Le Printemps : sa cession aux Qataris est suspendue

On pensait que la saga de la vente mouvementée du Printemps à Divine Investments, une société luxembourgeoise détenue par des investisseurs du Qatar, étaient terminée longtemps. Au moins depuis l'été dernier, date à laquelle le tribunal de grande instance de Paris avait validé cette session.

Erreur ! C'était sans compter sur la cour d'appel de Paris qui vient d'ordonner la suspension de cette cession.

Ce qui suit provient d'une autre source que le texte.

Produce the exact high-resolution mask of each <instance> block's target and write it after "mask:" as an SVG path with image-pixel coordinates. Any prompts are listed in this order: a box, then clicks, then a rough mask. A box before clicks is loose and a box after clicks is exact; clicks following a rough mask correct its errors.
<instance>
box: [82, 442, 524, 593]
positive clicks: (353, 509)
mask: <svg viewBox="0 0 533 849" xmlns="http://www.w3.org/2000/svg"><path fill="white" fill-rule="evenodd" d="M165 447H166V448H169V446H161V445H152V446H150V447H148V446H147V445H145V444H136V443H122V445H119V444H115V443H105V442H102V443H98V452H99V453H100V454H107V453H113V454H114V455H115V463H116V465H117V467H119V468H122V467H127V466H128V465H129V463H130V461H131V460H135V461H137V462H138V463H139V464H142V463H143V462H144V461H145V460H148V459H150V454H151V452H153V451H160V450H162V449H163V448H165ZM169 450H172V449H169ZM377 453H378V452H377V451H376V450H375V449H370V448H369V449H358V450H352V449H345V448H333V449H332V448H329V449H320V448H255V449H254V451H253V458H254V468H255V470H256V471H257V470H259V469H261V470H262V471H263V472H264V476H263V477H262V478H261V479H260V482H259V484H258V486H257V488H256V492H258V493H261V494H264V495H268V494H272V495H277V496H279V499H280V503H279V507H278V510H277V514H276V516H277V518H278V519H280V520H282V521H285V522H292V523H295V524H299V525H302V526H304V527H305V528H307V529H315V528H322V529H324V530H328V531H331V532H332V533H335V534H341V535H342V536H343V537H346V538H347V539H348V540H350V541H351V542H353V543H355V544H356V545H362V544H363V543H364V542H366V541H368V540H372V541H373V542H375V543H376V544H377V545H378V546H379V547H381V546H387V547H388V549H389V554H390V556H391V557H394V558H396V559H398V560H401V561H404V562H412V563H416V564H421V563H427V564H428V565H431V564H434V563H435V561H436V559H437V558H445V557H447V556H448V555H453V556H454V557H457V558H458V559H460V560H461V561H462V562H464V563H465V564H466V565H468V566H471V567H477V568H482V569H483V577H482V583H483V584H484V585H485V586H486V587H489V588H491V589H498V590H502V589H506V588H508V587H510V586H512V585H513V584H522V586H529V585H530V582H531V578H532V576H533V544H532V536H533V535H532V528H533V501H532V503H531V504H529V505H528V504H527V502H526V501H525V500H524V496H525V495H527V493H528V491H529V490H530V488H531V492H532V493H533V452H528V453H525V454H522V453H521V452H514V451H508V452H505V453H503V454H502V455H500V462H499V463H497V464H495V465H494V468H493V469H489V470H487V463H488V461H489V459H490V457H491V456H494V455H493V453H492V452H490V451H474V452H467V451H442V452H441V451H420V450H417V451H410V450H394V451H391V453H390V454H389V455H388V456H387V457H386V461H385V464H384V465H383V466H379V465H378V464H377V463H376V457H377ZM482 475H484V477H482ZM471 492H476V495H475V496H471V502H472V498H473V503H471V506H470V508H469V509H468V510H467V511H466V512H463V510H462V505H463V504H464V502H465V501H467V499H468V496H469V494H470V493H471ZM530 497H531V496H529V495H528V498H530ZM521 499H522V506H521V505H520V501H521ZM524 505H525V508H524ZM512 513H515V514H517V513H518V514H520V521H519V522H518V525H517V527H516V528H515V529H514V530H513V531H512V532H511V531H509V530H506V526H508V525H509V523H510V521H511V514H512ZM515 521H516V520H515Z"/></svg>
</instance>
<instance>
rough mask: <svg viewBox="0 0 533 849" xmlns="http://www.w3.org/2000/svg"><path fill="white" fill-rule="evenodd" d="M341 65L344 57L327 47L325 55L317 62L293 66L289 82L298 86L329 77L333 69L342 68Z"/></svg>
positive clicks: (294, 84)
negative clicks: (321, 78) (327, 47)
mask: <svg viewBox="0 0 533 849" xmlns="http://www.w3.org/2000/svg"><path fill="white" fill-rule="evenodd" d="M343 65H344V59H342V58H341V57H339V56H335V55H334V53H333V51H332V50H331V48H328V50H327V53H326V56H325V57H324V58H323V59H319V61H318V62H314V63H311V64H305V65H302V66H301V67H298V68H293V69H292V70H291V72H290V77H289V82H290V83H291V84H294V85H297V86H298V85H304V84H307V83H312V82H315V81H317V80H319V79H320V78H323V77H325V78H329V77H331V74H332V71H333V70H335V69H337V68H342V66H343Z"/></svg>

    Le Printemps : sa cession aux Qataris est suspendueC'est en quelque sorte, une victoire pour les salariés du groupe qui par la voix du comité central d'entreprise (CCE) estimaient qu'ils n'avaient pas été suffisamment informés des modalités de la cession, notamment sur l'identité de l'acquéreur, le montage financier et le montant de divers commissions. Ils reprochaient également à leur direction d'avoir dissimulé un plan baptisé "Arthur 3" établi en décembre 2012, qui prévoyait de transformer le grand magasin parisien du boulevard Haussmann en une enseigne réservée aux marques de luxe: une stratégie qui pourrait aboutir à la suppression de 226 emplois.

D'après Bernard Demarcq, porte-parole de l'intersyndicale, la justice a constaté ce lundi que "la procédure d'information et de consultation n'était pas conforme". Elle "enjoint" donc "à la société du Printemps de reprendre la procédure" dans les huit jours. En première instance, le juge avait estimé qu'aucune irrégularité n'avait été commise dans le cadre de la procédure, jugeant que le plan Arthur 3 n'était qu'un document de travail. La Cour d'appel de Paris a donc émis un avis contraire.

226 emplois sur 3400 seraient menacés

Divine Investments (Disa), avait racheté en juin dernier les 70 pour cent de participation de la Deutsche Bank dans le Groupe Printemps ainsi que les 30 pour cent restants détenu par l'homme d'affaires italien Maurizio Borletti qui avait rejeté auparavant l'offre des Galeries Lafayette. En avril 2013, un document contenant les projets de transformation du magasin avait été publié par Mediapart révélant que quelque 226 emplois sur 3.400 seraient menacés. Inquiets, les syndicats avaient saisi le procureur de la République de Paris pour dénoncer l'opacité du montage financier. Se plaignant en outre du manque d'information fourni par la direction, ils avaient porté plainte pour délit d'entrave. Une enquête préliminaire est depuis menée par la brigade financière.